I just wrote my review of this novel's prequel, The Wizard Hunters, based around the premise that these books are more complex than they seem. Just as this book goes more in depth into the complexity, so I'll continue, in this review.
As I said, on the surface, these books are simply a great swashbuckling sort of adventure (quite YA-friendly, I might add; there's sex but it's fade-to-black, and the violence is realistic but not excessively gory), but it's the characters that make it worth following. And all of them are complex and rich and believable, even the unnamed ones who get a throwaway line in a background scene.
This book gives us a great deal more insight into Tremaine Valiarde, our intrepid heroine. It gives her a love interest, for one-- but a marriage of political expediency, and with a wonderful Wellsian twist: the husband is from a matriarchy and assumes that she will be the authority figure in the relationship. It's a fascinating logic experiment that yields phenomenal results of characterization.
And this book contains the scene I love to use as an example of what Strong Female Characters ought to be, but never get to be: HUMAN. Tremaine is primarily a human character. She's set up to be a neurotic, bloody-minded person. In this book, she is presented with a desperate situation that catapults her into a leadership role she doesn't particularly want but knows she must take-- to secure it, she has to play a life-or-death game of chicken, and she does so with iron nerves, but believable irritability. (Over the course of about fifty pages there's a delightful little thread of consistency as she bites off each of her nails one by one, followed up later when her husband notices her doing the last one; in many of the scenes she otherwise seems utterly unmoved by the most horrifying things, but if you pay attention to her hands, you can see she's just shredded internally.) And later, she is presented with a choice: murder in cold blood to secure just a bare chance of saving not just her friends but probably her entire world, or spare an innocent man's life and ensure the death of everyone she loves?
The most important part of this is that unlike in many works of fiction, Tremaine doesn't just murder someone, feel on-screen guilt about it, and then move on.
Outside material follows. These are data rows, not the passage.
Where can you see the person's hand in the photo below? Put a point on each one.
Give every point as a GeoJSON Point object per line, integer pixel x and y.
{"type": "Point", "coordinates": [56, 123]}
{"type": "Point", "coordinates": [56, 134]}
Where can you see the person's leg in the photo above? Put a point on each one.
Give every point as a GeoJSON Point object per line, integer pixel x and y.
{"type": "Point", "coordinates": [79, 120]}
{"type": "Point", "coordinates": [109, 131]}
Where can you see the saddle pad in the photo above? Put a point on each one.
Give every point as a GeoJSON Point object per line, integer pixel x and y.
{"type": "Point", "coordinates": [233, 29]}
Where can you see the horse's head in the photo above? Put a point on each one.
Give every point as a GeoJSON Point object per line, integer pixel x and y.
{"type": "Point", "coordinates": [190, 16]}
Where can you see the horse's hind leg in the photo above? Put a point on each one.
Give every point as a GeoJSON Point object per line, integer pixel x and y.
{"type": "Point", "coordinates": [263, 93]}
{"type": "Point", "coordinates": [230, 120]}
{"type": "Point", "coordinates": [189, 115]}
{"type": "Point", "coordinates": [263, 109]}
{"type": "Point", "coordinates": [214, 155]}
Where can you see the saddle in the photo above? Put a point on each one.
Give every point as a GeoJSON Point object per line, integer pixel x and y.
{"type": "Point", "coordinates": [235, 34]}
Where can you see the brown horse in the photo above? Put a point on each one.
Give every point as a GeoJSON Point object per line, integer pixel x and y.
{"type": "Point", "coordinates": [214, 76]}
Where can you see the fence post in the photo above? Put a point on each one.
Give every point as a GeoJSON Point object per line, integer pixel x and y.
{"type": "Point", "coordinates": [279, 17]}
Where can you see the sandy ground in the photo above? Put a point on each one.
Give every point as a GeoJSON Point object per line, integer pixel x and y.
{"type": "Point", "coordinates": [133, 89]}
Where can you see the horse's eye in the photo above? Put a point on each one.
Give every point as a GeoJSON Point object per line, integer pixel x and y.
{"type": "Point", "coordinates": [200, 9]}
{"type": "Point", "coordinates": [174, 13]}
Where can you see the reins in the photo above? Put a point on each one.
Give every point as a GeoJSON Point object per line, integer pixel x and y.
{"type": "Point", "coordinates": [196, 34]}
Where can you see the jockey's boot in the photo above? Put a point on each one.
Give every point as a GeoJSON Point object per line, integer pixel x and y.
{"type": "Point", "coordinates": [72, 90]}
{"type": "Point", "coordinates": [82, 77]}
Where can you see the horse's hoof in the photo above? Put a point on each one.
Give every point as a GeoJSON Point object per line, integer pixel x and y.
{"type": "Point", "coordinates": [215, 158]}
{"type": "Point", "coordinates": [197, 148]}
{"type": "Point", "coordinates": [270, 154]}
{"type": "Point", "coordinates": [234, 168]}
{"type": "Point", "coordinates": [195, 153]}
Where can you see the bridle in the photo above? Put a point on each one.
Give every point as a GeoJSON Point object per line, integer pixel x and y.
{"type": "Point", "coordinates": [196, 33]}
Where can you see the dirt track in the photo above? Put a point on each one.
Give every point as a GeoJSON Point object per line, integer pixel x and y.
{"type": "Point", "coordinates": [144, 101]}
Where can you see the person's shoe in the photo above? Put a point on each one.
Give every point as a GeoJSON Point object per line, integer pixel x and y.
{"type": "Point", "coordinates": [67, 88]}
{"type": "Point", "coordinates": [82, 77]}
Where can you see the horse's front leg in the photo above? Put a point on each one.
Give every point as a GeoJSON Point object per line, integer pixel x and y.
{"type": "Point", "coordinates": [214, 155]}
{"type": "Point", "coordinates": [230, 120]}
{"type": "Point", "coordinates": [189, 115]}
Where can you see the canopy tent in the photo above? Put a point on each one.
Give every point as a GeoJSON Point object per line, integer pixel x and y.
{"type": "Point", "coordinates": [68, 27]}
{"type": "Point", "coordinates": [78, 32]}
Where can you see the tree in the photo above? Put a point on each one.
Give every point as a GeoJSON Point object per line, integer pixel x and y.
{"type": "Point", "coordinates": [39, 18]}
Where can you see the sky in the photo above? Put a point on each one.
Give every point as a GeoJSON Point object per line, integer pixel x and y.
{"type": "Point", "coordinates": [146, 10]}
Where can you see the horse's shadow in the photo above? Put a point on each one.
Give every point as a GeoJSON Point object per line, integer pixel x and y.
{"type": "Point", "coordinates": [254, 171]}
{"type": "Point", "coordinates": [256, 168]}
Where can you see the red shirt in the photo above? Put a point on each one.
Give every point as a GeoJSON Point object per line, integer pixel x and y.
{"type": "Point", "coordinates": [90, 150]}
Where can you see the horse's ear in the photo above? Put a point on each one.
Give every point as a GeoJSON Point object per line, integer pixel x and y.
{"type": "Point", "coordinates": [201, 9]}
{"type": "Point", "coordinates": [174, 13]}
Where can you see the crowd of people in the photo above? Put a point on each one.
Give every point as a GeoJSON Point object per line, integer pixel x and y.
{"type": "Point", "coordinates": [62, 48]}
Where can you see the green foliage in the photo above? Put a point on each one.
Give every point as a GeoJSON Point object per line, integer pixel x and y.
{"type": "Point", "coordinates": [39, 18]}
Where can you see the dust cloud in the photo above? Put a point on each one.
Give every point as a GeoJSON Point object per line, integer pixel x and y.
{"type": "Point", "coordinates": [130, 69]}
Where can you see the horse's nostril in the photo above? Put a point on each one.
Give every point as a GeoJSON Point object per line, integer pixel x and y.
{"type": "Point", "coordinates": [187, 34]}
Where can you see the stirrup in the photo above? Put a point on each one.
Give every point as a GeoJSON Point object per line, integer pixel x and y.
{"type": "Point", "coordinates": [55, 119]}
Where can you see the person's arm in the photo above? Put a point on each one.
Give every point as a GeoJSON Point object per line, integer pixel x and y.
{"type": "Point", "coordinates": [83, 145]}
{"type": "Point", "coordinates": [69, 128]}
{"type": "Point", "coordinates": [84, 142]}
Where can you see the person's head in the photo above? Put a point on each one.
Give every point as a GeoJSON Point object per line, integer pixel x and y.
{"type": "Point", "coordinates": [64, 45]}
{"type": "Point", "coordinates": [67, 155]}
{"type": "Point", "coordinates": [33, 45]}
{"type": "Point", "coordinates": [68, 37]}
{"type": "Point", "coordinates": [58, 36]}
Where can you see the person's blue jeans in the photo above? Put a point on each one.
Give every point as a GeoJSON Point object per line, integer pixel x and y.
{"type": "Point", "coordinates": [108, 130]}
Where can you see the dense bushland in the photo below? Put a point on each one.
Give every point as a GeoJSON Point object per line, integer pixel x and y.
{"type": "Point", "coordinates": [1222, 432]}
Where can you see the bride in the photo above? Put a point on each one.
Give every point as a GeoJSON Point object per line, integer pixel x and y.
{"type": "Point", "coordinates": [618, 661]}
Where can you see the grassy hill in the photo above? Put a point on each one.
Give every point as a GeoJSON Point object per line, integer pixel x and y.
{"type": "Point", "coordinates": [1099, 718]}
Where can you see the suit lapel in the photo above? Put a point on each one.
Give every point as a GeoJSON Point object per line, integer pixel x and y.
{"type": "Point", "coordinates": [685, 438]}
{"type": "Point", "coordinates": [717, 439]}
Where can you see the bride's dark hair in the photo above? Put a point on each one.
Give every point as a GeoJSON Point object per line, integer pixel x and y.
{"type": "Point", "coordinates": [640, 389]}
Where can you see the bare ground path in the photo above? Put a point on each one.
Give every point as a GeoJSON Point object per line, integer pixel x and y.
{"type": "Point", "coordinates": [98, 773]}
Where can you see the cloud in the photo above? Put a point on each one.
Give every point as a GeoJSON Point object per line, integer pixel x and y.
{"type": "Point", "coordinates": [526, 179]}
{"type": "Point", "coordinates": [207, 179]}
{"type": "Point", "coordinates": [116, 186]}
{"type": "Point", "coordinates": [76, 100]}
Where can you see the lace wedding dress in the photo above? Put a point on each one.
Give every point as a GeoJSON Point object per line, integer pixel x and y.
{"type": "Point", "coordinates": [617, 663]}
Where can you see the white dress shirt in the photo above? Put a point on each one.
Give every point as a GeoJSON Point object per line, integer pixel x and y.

No, she returns to think of her hapless victim in tiny little realistic moments of self-doubt and post-trauma for the rest of the series; you know fine well that in the fictonal future, she still remembers the man she shot in cold blood to get a truck.
Like a real person would.
She's not some action superman. She's ruthless because she has no choice. She's her father's daughter, even if she doesn't understand him. And that's possibly the crowning touch to the whole little arc of characterization: she is continuing the same arc her father was on in Death of the Necromancer, when he overheard Inspector Ronsarde and Doctor Halle discussing him. Even then it is apparent; they think him some sort of cold-blooded psychopath, but in his moment of doubt, he knows he is only doing what he has had to do to survive.
Not just any author could make a connection like that, but that is how three-dimensional these characters are.